N.B. LL is legally obliged to provide an address for serving notices; no rent is due until he does (but you have to pay all arrears once it is provided). Was there nothing in the tenancy agreement? That's the usual way of providing the address for serving notices.


I also received a reply from the LL
I am absolutely devastated that you would do this to us after all we have done for you.
Allowing you to stay in the flat without a deposit. I thought we could trust you.
I think you'll find that it was you who paid the deposit and was given a receipt?
We were not a part of that transaction so therefore would not have means to recover the funds.
Also as you fully well know, the company is untouchable and therefore we are left in the lurch.

How much notice are you planning on serving?

Am I to assume you will not be paying this months rent?
More complete nonsense. "Devastated" that a T is moving out?! And LL could sue the agent if he owes him money.


What should I be doing? Can anyone point me in the direction of documents I can send to my LL? I don't care about the deposit not being protected, I'm leaving anyways.
Make sure you have served the proper notice. You have to give at least one month (if you pay rent monthly), in writing, and it must expire at the end of a rental period. The rental periods run from the day after the fixed term expired, e.g. if your fixed term expired on 20th July, then the rental periods run 21st - 20th of the month, so your notice would have to end on the 20th of the month. Send the notice with proof of postage and keep a copy.

There is absolutely nothing else you have to send to the LL.

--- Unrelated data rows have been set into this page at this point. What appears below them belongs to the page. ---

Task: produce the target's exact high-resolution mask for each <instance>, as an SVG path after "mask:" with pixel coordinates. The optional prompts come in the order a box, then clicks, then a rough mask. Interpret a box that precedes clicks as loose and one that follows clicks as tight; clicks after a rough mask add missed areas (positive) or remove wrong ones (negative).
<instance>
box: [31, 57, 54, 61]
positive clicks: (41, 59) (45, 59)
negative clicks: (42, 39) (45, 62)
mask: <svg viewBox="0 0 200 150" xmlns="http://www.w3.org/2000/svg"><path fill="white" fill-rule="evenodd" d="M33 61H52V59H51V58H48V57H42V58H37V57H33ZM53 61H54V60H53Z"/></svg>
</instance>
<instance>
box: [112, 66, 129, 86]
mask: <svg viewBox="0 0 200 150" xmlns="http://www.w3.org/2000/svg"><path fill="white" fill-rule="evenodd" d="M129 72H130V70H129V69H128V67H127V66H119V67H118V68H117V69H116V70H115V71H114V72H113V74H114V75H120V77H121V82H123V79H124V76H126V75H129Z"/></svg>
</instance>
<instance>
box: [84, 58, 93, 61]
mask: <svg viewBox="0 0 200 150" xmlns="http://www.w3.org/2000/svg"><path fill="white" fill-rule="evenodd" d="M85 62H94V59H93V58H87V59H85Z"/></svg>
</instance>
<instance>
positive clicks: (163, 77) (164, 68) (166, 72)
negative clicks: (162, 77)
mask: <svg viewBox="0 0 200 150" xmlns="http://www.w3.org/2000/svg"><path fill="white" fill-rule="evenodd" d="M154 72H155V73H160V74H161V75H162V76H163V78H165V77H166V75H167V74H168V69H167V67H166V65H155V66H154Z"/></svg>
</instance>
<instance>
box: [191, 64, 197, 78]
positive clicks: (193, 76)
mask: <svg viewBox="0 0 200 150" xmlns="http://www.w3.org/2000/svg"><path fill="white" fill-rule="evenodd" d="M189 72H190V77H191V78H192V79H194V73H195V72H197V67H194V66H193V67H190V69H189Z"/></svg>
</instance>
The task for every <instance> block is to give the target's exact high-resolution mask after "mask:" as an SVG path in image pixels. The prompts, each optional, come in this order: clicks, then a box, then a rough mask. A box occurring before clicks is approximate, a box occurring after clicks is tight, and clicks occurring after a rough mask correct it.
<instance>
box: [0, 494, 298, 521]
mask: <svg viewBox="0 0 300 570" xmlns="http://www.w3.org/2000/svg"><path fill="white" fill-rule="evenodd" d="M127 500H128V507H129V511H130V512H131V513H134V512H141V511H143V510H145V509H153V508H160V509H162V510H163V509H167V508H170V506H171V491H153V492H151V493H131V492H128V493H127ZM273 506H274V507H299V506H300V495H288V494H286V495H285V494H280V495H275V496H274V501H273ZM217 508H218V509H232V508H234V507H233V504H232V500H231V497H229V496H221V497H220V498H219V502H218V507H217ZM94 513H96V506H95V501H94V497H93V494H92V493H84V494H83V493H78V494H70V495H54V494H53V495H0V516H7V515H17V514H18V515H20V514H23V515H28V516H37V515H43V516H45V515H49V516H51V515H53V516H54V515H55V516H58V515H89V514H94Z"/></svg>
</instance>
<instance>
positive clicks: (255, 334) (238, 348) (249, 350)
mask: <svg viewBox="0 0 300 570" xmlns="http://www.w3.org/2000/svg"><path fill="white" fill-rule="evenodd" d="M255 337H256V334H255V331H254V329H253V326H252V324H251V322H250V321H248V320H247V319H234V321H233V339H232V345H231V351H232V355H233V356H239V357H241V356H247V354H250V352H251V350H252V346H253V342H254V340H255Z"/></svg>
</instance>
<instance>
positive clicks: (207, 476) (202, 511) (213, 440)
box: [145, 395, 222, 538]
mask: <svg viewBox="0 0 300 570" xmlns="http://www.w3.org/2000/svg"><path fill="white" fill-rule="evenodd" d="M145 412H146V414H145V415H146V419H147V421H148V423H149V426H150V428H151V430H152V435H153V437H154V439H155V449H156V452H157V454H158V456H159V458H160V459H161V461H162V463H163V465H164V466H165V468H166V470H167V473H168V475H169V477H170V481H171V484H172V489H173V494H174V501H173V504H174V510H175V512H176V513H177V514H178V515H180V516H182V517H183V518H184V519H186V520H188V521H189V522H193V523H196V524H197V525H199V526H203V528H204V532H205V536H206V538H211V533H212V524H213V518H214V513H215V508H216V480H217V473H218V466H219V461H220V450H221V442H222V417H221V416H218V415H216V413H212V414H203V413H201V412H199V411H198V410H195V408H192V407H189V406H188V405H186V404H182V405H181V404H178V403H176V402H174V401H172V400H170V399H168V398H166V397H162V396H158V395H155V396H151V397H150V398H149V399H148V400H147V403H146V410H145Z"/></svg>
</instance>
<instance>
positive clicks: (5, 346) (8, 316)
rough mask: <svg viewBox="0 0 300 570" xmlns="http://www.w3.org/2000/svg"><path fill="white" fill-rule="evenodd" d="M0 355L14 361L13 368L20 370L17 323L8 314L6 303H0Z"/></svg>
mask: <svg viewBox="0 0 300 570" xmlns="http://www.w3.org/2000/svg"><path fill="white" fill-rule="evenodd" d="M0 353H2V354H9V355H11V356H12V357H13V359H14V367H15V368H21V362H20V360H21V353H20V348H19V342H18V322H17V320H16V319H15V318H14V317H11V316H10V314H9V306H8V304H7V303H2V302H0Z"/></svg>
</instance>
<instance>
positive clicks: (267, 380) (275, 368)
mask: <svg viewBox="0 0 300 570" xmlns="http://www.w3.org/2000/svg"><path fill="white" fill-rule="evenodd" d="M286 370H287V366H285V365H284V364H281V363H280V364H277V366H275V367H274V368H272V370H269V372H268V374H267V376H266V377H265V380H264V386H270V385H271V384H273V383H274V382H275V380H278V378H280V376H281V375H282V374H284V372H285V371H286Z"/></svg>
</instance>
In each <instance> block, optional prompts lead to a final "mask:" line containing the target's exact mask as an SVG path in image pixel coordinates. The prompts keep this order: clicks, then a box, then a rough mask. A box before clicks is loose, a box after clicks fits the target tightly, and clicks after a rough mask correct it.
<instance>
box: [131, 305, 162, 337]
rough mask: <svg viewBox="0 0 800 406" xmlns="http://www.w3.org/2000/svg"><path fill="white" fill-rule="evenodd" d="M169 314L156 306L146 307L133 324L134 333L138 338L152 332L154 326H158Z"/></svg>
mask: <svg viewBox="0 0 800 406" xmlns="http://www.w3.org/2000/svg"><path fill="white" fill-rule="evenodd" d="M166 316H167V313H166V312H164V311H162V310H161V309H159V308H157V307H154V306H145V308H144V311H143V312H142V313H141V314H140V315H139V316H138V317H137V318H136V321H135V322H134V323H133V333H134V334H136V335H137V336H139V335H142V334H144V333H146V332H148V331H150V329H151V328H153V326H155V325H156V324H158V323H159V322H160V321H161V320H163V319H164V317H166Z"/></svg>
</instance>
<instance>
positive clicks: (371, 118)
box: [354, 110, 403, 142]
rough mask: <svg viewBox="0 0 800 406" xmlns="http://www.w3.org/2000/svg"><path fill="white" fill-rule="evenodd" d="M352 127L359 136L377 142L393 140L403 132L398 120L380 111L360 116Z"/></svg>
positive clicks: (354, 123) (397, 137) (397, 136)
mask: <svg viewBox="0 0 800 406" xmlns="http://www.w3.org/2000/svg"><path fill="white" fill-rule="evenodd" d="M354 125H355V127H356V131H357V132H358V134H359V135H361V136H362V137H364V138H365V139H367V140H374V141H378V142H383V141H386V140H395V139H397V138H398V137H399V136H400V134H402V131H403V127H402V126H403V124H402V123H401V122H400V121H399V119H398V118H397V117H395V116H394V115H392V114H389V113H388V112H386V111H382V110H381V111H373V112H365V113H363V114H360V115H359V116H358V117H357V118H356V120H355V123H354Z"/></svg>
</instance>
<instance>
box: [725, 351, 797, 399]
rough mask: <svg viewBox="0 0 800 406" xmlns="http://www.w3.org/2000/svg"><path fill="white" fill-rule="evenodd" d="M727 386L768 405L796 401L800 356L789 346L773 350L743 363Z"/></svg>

If LL fails to return the deposit (sounds very likely) then send a letter giving a deadline, then issue a claim against the LL using Money Claim Online. You don't sue the agent, as the agent was acting on behalf of the LL. All you need is a receipt for the deposit, a copy of the tenancy agreement, and proof you gave correct notice to leave, and you'll win the claim.

Or, you could just do as previous poster suggests, and withhold the last month's rent - though I don't generally recommend this as firstly you risk a bad reference (maybe doesn't matter in the circumstances...), and secondly it's a breach of your contract. Find out the situation from the agent first before even considering this.

Mrs Jones
14-10-2009, 21:39 PM
Surely LA has told T that they hold T's deposit. Why cannot T claim deposit from LA? Save a lot of bother!